Pizzagalli, D. U.; Thelen, M.; Gonzalez, S. F.; Krause, R.

2019-11-04 systems biology
10.1101/829838 bioRxiv
Show abstract

2-photon intravital microscopy (2P-IVM) is a key technique to investigate cell migration and cell-to-cell interactions in organs and tissues of living organisms. Focusing on immunology, 2P-IVM allowed recording videos of leukocytes during the immune response, highlighting unprecedented mechanisms of the immune system. However, the automatic analysis of the acquired videos remains challenging and poorly reproducible. In fact, both manual curation of results and tuning of bioimaging software parameters among different experiments, are required. One of the most difficult tasks for a user is transferring to a computer the knowledge on what a cell is and how it should appear with respect to the background, other objects, or other cell types. This is possibly due to the low specificity of acquisition channels which may include multiple cell populations and the presence of similar objects in the background. In this work, we propose a method based on semi-supervised machine learning to facilitate colocalization.
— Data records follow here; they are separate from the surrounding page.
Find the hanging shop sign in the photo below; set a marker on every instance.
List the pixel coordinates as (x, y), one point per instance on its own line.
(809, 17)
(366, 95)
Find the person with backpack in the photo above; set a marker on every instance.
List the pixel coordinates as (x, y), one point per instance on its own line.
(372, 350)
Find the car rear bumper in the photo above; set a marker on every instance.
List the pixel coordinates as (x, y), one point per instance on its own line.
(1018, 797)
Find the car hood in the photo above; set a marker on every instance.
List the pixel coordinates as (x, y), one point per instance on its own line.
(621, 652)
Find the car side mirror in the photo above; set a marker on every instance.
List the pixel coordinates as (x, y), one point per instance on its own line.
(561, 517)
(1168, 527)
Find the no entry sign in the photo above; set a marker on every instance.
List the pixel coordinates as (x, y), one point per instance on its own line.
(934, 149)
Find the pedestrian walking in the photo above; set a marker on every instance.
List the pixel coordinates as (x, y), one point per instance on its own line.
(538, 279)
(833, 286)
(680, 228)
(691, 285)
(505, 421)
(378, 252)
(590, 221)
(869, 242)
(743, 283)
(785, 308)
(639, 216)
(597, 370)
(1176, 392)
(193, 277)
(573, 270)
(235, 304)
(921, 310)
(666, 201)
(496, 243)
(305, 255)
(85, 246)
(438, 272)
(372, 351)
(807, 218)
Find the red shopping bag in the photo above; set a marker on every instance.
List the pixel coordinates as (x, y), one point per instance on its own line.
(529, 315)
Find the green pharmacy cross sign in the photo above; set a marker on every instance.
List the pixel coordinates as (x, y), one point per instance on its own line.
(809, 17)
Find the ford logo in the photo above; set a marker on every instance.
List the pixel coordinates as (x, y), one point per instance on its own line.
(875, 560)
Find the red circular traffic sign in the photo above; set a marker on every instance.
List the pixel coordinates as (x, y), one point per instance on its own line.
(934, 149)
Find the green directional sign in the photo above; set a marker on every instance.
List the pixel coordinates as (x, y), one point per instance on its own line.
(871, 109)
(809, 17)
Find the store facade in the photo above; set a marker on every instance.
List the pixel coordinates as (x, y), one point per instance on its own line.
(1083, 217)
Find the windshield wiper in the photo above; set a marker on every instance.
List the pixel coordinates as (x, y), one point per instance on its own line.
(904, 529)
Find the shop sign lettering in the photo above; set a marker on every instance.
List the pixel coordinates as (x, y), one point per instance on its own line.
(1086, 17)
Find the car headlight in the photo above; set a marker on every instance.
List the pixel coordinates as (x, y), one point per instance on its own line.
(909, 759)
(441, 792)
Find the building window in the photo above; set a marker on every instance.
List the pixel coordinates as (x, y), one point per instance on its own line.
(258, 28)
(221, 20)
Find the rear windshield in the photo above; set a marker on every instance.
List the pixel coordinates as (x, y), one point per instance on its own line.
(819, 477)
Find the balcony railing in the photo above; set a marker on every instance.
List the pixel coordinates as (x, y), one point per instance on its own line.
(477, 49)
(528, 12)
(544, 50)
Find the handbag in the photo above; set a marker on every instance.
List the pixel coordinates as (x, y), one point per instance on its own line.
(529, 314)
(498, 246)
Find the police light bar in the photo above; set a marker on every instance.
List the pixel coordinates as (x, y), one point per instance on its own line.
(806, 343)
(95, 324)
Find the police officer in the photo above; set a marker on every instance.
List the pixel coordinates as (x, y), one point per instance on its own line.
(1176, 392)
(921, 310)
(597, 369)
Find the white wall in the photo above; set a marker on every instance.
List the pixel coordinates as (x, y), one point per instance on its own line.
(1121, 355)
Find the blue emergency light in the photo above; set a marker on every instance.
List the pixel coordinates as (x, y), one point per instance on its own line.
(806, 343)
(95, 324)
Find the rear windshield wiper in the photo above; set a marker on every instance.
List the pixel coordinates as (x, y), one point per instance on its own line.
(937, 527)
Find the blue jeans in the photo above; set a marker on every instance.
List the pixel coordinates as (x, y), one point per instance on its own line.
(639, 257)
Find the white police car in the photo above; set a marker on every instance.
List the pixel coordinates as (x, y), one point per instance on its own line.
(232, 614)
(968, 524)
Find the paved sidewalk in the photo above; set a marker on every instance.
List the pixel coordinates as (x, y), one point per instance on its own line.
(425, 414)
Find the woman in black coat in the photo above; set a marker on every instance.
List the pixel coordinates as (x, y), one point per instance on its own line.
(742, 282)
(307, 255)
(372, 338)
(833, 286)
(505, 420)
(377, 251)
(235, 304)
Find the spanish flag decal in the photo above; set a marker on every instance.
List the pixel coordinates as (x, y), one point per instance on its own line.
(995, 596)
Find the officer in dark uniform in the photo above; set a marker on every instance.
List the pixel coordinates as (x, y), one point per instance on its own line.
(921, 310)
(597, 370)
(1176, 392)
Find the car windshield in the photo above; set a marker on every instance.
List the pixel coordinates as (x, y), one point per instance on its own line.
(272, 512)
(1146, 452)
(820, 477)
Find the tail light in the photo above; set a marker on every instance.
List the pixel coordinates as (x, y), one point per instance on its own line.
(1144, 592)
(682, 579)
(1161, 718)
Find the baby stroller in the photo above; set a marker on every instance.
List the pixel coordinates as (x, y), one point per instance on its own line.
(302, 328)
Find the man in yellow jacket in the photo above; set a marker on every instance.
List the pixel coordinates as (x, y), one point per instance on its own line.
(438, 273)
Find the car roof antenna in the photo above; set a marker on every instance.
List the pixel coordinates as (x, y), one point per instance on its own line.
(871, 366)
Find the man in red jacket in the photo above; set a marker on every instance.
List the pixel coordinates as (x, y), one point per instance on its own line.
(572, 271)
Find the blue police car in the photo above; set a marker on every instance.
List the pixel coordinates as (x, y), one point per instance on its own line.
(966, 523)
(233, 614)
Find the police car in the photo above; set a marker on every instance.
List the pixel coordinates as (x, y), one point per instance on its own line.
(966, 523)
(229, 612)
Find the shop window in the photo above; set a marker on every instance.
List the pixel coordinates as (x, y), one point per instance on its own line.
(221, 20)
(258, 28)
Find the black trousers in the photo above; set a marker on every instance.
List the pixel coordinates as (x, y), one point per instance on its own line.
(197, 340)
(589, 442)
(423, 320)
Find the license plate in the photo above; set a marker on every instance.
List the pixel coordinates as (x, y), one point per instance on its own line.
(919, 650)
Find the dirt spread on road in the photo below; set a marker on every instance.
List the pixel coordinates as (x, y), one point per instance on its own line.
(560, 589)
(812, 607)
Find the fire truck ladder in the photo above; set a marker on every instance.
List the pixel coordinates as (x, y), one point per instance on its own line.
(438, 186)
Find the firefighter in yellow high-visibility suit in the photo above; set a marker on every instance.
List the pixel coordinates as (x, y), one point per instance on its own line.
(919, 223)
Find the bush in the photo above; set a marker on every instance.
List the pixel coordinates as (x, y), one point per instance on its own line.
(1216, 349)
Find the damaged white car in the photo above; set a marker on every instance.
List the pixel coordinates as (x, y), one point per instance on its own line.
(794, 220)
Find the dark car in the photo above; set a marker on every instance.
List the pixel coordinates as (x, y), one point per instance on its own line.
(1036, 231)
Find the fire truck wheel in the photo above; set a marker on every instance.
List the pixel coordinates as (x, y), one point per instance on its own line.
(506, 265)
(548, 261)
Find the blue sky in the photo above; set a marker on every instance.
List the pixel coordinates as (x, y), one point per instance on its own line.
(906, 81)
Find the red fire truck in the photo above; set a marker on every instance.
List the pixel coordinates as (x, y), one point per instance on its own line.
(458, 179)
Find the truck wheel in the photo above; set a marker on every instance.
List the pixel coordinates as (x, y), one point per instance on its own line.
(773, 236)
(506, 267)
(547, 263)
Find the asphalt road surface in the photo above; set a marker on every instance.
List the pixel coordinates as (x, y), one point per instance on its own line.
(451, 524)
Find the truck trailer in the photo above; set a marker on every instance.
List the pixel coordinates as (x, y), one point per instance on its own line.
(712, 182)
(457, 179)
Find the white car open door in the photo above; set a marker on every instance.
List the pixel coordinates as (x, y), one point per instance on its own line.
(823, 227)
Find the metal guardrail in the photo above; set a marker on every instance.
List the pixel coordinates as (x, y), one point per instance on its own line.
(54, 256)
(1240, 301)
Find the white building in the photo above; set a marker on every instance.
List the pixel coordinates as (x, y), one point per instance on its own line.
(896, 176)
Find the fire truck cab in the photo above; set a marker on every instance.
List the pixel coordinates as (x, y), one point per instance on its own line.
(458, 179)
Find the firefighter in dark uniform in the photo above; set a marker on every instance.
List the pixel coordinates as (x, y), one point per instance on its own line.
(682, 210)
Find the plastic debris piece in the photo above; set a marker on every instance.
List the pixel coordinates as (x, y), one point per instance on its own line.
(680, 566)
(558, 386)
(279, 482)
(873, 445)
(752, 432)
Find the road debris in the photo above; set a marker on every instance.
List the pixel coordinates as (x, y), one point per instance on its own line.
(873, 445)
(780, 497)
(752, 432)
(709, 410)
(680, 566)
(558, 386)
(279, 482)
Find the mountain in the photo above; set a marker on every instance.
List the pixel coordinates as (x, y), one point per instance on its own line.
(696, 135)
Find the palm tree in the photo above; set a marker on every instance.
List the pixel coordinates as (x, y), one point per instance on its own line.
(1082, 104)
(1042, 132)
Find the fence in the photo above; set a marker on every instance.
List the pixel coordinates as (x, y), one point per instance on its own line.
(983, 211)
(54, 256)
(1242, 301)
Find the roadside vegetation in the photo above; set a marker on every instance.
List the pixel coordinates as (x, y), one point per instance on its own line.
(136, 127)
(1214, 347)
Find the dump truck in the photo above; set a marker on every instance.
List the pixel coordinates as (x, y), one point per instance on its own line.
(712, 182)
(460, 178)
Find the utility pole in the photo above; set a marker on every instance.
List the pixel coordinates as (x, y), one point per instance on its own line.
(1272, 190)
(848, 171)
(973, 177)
In line with recently proposed approaches for pixel classification, the method requires the user to draw some lines on the cells of interest and some line on the other objects/background. These lines embed knowledge, not only on which pixel belongs to a class or which pixel belongs to another class but also on how pixels in the same object are connected. Hence, the proposed method exploits the information from the lines to create an additional imaging channel that is specific for the cells fo interest. The usage of this method increased tracking accuracy on a dataset of challenging 2P-IVM videos of leukocytes. Additionally, it allowed processing multiple samples of the same experiment keeping the same mathematical model.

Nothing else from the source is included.